Copy both capture and report files to .github/workflows/ (the report one must be on your default branch, like styleproof-approve.yml), then require the StyleProof status in branch protection. A single combined pull_request job that captures base + head and diffs them is fine for repos that never see fork or bot PRs; this split is only needed for untrusted PRs.

Deterministic by default — no fixtures required. A style diff only means something if both sides saw the same inputs; otherwise live-data drift (a backend blip, a 5m ago timestamp, a status chip that flips) reads as a style change on a PR that touched no CSS. StyleProof handles this for you:

Record / replay. The base capture records each surface's data responses (anything matching **/api/**) to a HAR; the head capture replays them, so the head renders its code against the base's data — the app's own JS/CSS still load live. Backend down during a run? Both sides replay the same recording, so there's no phantom diff. Point the head capture at the base's recording with STYLEPROOF_REPLAY_FROM=<base dir> (set on the head capture); tune the data boundary with STYLEPROOF_REPLAY_URL / replayUrl if your API isn't under /api.
Frozen clock. Date.now() / new Date() are pinned to a fixed instant, so time-derived styling (stale > 1h → red) can't drift. Timers keep running, so settling still works.
Self-check — captures each surface twice and fails if they differ, so a replay gap or unseeded randomness surfaces as a clear "non-deterministic capture" error, never as a phantom change on an unrelated PR. On by default while recording (where live nondeterminism shows up); off on the replay run, which renders against the recorded HAR and is deterministic by construction. STYLEPROOF_SELFCHECK=1 forces it on for both; selfCheck: false opts out.
Framework noise is skipped by default. Non-visual and framework-injected elements never count as a change — <meta>/<title>/<script>/<style>/… (which Next.js streams into the body then hoists) and live regions like Next's next-route-announcer. A real stylesheet change still shows up in the affected elements' computed styles, not in the <style> tag. Add your own selectors with ignore — they extend this default, they don't replace it.
Layout-equivalent margin noise is normalised. If the browser reports horizontal auto-centering margins (margin-left/margin-right and logical equivalents) differently but the captured document-space rectangle is identical, StyleProof treats that as the same rendered layout, including in forced :hover/:focus/:active deltas. If the box moves or resizes, the margin change still reports.

Replay covers data the page fetches. If your app server-renders differently per environment (SSR feature flags, locale), still capture both sides with the same server env so the rendered HTML matches.
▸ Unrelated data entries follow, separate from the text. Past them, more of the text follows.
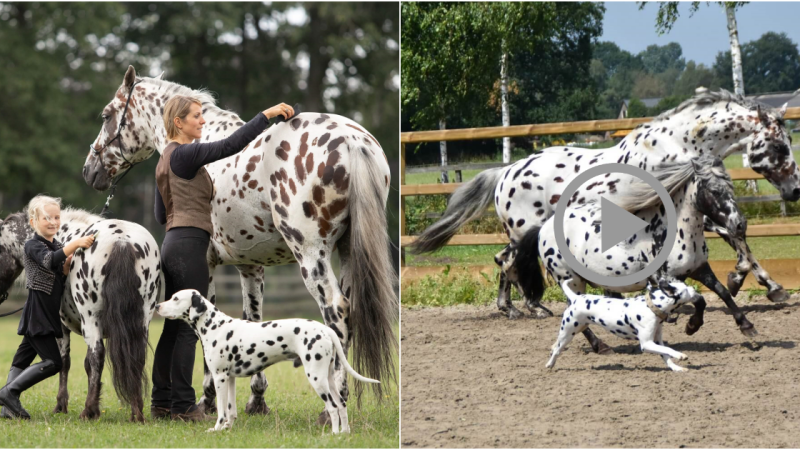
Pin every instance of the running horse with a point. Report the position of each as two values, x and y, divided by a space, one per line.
302 189
525 193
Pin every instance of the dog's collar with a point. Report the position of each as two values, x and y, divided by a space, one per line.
657 311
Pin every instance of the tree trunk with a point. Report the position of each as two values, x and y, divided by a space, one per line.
443 150
504 106
738 78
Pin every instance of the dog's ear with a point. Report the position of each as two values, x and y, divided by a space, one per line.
198 304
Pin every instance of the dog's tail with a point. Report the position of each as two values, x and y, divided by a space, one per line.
123 323
343 358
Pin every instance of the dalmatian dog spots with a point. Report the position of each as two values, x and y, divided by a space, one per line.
639 318
235 348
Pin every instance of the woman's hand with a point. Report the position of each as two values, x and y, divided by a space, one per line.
67 264
85 242
279 110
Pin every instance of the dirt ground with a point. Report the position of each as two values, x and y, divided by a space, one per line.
472 378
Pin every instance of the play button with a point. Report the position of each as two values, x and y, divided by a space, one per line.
618 224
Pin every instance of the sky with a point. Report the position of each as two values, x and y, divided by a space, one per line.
701 36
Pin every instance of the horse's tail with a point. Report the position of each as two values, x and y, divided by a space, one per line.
123 323
466 203
531 279
373 295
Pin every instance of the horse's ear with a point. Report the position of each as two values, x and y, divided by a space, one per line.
198 303
762 116
130 78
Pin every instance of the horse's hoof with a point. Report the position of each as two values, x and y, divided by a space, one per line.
257 406
60 409
323 419
604 349
778 295
515 314
749 331
88 414
693 325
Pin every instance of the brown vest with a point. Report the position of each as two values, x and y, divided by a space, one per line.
188 202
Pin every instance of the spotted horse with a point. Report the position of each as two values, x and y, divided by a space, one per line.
302 189
718 123
111 293
699 187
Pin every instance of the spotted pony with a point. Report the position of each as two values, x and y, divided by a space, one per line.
525 193
111 293
299 191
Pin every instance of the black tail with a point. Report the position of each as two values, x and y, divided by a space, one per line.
123 323
531 279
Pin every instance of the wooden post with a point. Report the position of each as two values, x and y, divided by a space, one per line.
402 202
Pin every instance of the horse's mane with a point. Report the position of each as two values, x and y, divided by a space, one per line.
673 176
80 215
709 98
171 88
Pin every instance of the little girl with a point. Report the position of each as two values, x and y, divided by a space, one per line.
47 263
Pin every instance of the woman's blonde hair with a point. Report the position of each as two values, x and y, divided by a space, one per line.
36 207
177 106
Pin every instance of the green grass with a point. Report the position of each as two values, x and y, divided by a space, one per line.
291 423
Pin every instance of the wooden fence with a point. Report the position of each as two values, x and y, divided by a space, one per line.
786 272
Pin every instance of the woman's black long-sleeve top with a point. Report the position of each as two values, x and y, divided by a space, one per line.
187 159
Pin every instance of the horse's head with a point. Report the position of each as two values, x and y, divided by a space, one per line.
715 196
770 152
126 136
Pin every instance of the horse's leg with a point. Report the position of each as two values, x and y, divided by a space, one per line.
206 402
504 304
746 262
252 279
95 359
704 275
578 286
62 399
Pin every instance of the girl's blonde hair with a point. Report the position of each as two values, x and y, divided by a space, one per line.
36 207
177 106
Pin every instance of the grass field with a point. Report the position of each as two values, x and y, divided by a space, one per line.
291 423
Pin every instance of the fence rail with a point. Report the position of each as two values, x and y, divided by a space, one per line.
789 277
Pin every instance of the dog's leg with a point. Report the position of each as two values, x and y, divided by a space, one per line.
222 394
670 363
232 411
252 279
206 402
62 399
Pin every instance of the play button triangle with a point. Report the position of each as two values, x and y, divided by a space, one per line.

Live pages just work when the intended state is deterministic. Before each capture, StyleProof settles the page, and the settle is network-aware: it holds while the page's data requests are in flight (excluding long-lived EventSource/WebSocket streams, which never finish) and until the computed-style map stops changing. So async content (a fetch backfilling a grid, an SSE stream) is captured loaded, not mid-load — and, crucially, it can't false-settle on the loading state before a slow backend's response arrives. That's the failure mode of a fixed wait: against a slow server (e.g. a dev server under CI load) a timer settles on the loading skeleton one run and the loaded deck the next — a phantom diff / self-check flake. Waiting on the actual request removes it.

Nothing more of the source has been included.